Con su cara de Keith Richards y alacrán, el Culebra desempolva sus orígenes de delincuente de poca monta nada más mirársele a la cara. Tiene ese rostro de desaire que deberían de haber tenido los conquistadores de tierras calientes en años pasados, el trazo de sus mejillas es de líneas enjutas y lánguidas, desanimadas por permanecer allí; su porte alto contrasta con el laconismo de sus manos, que casi siempre están titilantes, distraídas, pero con persistencia de dominio cuando se disponen a ejecutar algún crimen en la telaraña fatídica que se hila en la medianoche.

 La primera vez que mató fue en una bravata callejera en la que lo habían humillado.

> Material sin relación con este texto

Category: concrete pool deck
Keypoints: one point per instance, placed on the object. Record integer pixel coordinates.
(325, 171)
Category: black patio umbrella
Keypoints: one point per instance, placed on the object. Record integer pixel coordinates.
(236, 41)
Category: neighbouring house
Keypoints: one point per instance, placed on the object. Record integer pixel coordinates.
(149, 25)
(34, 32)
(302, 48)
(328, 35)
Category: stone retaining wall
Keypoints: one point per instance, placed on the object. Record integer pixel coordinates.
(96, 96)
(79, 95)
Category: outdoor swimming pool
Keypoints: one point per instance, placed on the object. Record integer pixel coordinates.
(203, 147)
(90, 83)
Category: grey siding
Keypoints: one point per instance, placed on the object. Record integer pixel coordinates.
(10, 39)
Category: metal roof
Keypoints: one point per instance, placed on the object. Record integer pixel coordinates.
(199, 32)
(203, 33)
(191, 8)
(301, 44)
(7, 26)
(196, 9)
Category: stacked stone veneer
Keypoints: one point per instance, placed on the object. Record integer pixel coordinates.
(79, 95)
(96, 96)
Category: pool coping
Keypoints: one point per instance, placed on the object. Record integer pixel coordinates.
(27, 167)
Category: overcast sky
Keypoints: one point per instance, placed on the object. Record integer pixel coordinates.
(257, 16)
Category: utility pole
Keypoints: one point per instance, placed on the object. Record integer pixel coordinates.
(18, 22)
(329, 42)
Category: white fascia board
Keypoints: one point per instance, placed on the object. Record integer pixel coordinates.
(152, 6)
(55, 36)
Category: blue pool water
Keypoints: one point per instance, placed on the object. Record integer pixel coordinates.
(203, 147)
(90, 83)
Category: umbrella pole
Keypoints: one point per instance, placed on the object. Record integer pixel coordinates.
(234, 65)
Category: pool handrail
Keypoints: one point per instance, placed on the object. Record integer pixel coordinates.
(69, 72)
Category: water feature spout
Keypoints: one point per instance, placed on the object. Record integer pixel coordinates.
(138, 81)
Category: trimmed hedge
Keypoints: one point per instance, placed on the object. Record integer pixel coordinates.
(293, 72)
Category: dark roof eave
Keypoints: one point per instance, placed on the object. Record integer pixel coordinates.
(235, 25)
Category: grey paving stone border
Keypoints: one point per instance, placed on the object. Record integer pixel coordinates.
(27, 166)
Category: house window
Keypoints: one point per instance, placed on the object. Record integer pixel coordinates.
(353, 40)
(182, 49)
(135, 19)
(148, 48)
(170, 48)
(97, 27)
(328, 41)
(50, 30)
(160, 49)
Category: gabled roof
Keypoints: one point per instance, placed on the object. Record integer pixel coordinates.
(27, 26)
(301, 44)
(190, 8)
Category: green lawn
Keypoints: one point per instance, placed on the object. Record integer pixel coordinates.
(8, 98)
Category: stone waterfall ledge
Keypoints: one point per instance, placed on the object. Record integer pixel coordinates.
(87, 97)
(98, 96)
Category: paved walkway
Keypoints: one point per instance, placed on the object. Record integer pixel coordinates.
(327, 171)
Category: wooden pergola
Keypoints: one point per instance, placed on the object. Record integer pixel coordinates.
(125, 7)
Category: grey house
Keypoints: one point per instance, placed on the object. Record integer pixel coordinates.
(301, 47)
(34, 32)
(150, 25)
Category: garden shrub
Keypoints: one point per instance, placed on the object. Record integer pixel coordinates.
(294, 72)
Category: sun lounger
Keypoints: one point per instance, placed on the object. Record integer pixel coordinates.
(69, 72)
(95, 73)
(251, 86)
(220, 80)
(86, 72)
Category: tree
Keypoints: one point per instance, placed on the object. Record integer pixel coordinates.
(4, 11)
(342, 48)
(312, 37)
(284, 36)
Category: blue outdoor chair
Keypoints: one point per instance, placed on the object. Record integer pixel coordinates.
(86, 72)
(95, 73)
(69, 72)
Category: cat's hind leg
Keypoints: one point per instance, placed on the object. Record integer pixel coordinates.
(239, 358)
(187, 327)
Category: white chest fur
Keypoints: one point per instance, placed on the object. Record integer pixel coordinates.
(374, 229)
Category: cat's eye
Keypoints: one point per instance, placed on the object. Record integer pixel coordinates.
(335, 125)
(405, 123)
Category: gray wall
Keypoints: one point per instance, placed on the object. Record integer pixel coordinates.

El Culebra desenvainó su acero suizo y con el temple garbo de hidalgo asestó diez puñaladas, contadas por él mismo mientras cometía el hecho, en el menda aquel que se atrevió a cruzarse en su camino, de manera que tuvo que huir a las Américas algunos años, hasta que las aguas se apaciguaron y la gente se olvidó de él. Regresó con más sed de fechorías, y ya no se contentaba con dar palos pequeños, sino que quería negocios de alta alcurnia donde se pudiera sacar de verdad plata, como él decía, impregnado todavía de los vocablos que aprendió en su destierro.

La oficina es un habitáculo que huele a muerte, de sus branquias sale un olor fétido que barrunta los augurios que la gitana le había vaticinado hace dos días: “La sangre sube por las alcantarillas, Culebra, ya eres casi un despojo”. Pero él no creía en fuerzas oscuras soterradas, imaginaba que eran pamplinas de raza forjada en supersticiones. “Llegará dentro de poco la  destrucción, y tú no estarás preparado, el destino está escrito en el parpadeo de la luna que viene”. Cábalas de vieja rancia que se gana la vida refiriendo embustes -pensaba mientras la gitana le seguía con su dedo una línea pequeña en la palma de su mano izquierda, y lo miraba a los ojos como quien contempla la agonía de alguien que se muere en su regazo, un ser ensalivado en frialdad.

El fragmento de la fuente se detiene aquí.